KUMA Core availability under various scenarios

KUMA Core availability in various scenarios:

  • The worker node on which the KUMA Core service is deployed fails or loses network connectivity.

    Access to the KUMA web interface is lost. After 6 minutes, Kubernetes initiates the migration of the Core bucket to an operational node of the cluster. After the deployment, which takes less than one minute, is completed, the KUMA web interface becomes available again at URLs based on the FQDN of the load balancer. To find out which host is hosting the Core now, run the following command in the terminal of one of the controllers:

    k0s kubectl get pod -n kuma -o wide

    When the failed worker node recovers or its network connectivity is restored, the Core bucket remains on its current worker node and is not migrated back to the recovered node. The recovered node can participate in the replication of the Core service's disk volume.

  • A worker node that contains a replica of the KUMA Core disk, and which is not hosting the Core service at the moment, fails or loses network connectivity.

    The KUMA web interface remains available at URLs based on the FQDN of the load balancer. The network storage creates a replica of the currently operational Core disk volume on other healthy nodes. There is also no disruption of access to KUMA at URLs based on the FQDNs of currently operational nodes.

  • One or more cluster controllers become unavailable, but quorum is maintained.

    Worker nodes work normally. Access to KUMA is not disrupted. A failure of cluster controllers extensive enough to break quorum leads to the loss of control over the cluster.

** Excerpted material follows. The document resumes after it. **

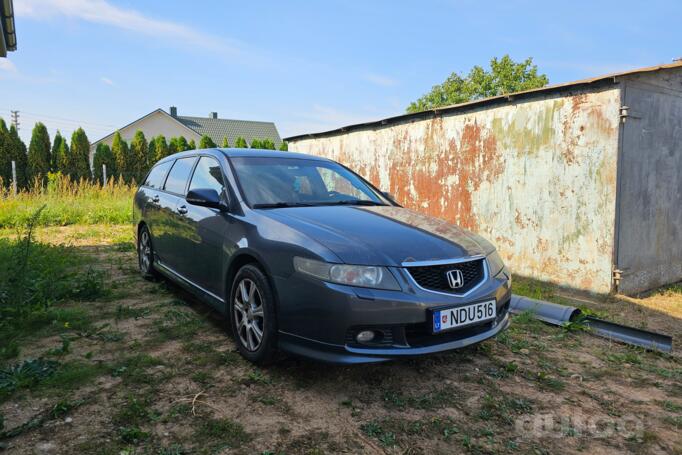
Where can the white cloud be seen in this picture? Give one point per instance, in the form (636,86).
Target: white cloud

    How many machines are needed for high availability

    Number of controllers when installing the cluster

    Minimum number (quorum) of controllers to keep the cluster operational

    How many controllers may fail without breaking quorum

    1

    1

    0

    2

    2

    0

    3

    2

    1

    4

    3

    1

    5

    3

    2

    6

    4

    2

    7

    4

    3

    8

    5

    3

    9

    5

    4

  • All controllers of the Kubernetes cluster fail simultaneously.

    Control of the cluster is lost, and the cluster is not operational.

  • Simultaneous loss of availability of all worker nodes of a cluster with replicas of the Core volume and the Core pod.

    Access to the KUMA web interface is lost. If all replicas are lost, information loss occurs.